Businessman in the retail clothing industry

Emanuel "Manny" Chirico is a business leader in the retail and apparel industry. Having been with the PVH Corp for 20 years, Chirico was chief executive officer (CEO) for the company from 2006, and chairman from 2007. He resigned as CEO in February 2021. He retired in December 2021.

==Current executive roles==
Chirico was chairman (since 2007) and director (since 2005) at PVH Corp. He was Chief Executive Officer from 2006 until January 2021. In 2013 he also became principal executive officer and president at Warnaco Group Inc. and in 2003, a director at Dick's Sporting Goods Inc. He is also a director at the American Apparel and Footwear Association. His total compensation for 2013 was $17,884,646.

==Employment history==
Prior to his current role at the firm, Chirico held a variety of other key executive roles at PVH. These include: chief financial officer, president, chief operating officer, executive vice president, partner-in-charge of the Retail Apparel Group, vice president and controller. He has been with the firm since 1993.

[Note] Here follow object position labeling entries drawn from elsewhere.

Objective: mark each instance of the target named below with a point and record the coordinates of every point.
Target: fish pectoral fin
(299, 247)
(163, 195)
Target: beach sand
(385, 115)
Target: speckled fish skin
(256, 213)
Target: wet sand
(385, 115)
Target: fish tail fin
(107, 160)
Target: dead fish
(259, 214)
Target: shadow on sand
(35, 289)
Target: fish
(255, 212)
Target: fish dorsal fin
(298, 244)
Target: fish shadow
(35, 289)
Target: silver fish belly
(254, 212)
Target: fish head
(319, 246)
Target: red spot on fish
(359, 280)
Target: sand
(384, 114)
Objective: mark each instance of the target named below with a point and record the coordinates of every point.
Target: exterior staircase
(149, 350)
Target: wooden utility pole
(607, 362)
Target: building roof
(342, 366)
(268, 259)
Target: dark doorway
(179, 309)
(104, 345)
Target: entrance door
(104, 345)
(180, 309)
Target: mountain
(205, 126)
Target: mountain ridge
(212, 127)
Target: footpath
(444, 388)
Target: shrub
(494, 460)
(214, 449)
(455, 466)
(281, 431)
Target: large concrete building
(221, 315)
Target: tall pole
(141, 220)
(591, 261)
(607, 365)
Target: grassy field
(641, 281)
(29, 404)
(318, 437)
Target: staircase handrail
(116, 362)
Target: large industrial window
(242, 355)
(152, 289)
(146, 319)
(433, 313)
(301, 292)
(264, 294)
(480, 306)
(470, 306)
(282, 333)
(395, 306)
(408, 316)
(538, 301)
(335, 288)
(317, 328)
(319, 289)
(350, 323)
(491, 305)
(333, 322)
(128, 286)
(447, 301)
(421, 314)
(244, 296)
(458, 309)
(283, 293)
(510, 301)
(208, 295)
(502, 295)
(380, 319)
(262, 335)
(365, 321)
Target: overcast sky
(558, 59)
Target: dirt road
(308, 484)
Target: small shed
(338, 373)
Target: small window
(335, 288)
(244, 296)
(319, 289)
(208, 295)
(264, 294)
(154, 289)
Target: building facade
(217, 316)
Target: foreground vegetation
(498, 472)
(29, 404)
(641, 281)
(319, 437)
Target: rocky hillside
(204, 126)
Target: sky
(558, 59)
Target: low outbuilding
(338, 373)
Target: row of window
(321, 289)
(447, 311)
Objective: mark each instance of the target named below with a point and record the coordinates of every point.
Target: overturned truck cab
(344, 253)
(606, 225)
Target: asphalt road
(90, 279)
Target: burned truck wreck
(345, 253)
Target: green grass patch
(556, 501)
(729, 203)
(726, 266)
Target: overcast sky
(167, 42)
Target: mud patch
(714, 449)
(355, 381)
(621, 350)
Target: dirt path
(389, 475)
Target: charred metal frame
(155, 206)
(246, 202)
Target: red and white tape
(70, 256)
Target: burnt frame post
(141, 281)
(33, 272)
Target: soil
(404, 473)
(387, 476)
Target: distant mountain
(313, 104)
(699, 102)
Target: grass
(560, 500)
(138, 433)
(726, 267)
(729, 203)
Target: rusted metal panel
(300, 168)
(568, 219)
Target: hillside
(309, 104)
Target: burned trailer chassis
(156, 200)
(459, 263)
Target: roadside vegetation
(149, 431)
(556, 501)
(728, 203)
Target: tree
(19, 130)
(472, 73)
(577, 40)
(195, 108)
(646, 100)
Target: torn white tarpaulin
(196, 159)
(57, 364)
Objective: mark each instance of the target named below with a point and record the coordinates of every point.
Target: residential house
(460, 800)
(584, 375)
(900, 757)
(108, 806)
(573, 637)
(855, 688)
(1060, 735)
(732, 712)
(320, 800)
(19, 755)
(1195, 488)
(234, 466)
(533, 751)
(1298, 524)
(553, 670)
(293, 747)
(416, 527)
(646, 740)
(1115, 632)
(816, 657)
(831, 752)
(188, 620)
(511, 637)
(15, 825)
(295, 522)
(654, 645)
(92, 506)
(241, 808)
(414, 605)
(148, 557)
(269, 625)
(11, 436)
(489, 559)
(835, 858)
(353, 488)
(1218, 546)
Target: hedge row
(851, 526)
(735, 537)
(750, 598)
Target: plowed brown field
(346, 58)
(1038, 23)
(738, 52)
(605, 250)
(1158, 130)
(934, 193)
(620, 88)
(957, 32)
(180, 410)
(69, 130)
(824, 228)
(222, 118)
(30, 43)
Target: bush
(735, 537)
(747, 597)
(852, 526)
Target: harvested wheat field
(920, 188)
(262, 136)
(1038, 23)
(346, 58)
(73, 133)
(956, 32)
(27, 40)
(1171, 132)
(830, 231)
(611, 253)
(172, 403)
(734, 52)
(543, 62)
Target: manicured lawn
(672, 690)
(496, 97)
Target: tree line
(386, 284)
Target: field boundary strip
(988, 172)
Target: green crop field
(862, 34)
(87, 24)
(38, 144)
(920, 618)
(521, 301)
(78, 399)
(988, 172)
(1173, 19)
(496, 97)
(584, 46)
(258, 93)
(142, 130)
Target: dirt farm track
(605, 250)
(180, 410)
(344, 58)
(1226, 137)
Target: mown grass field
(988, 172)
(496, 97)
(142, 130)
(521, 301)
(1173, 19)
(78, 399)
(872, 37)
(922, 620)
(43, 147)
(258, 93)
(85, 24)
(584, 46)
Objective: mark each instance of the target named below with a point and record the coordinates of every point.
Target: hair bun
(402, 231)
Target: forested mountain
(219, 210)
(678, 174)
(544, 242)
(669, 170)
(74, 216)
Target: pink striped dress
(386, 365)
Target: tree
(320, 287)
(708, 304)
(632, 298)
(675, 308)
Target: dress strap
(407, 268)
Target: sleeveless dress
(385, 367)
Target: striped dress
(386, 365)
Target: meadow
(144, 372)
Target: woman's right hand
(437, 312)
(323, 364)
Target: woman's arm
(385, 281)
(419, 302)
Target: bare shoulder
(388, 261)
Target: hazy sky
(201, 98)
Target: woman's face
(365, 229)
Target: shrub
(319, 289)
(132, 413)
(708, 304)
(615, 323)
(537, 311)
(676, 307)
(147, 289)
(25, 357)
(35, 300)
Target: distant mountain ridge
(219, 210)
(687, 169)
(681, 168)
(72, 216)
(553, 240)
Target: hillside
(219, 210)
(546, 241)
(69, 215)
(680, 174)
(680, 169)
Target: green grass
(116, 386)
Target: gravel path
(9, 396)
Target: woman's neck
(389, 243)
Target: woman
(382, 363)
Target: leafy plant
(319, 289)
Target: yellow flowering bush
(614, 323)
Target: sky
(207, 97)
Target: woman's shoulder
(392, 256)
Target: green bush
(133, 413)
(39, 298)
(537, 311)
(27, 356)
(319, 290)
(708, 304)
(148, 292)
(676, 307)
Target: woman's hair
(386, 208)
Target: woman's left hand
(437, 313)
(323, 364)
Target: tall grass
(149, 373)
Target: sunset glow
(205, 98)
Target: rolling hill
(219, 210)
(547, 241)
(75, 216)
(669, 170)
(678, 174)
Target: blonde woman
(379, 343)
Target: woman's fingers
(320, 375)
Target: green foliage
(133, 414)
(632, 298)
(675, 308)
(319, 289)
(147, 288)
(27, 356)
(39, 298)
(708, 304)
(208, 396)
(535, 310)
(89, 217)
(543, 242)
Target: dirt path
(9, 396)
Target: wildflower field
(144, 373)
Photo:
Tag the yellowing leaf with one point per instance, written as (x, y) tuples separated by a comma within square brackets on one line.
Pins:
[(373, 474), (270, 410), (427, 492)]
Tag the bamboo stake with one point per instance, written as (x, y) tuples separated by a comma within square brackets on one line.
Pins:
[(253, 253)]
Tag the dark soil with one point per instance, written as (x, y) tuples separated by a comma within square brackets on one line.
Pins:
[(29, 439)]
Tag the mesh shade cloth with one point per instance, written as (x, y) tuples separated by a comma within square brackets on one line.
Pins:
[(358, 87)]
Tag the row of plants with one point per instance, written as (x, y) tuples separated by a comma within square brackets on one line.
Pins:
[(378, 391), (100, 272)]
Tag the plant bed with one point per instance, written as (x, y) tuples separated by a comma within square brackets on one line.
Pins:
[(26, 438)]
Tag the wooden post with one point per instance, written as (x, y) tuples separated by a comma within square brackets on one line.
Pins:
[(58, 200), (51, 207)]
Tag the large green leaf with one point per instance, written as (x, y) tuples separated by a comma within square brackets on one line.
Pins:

Before joining PVH Corp., Chirico was a partner at Ernst & Young LLC., a company where he worked for 14 years. It was through his work there that he first became interested in the apparel industry, in New York City. He learned some of the business from retired partner Ken Reiss. Chirico explained: “Ken impressed upon me the value of moving beyond the technical aspects of the work to really understand the client’s business and to connect with the client. And Ken was the one who pushed me to realize my potential.”

==Education==
Chirico is an alumnus of Fordham University, New York, graduating with a CBA.

Chirico is also a graduate of Cardinal Spellman High School, Bronx, NY.

==Awards==
On November 6, 2013, Chirico was named Person of the Year by MRKETPLACE Magazine. He has been described as “everyone’s hero, an unusual combination of instinct, inspiration and financial savvy. (And he even loves clothes!).” His total compensation for 2012 was listed as Forbes No. 209, CEO Compensation. In 2012, he also earned first place in the Institutional Investor Magazine’s ‘Best CEO in the Apparel, Footwear and Textiles Industry.’

==Personal data==
Emanuel Chirico is married to Joanne. Born in the Bronx, New York, Chirico now lives in Eastchester, New York. Emanuel and Joanne have three sons together; Dominic, who is a Calvin Klein (a division of PVH) financial analyst and EY alum; Michael, who is a successful entrepreneur and amateur UFC fighter; and Vincent, a Fordham University student.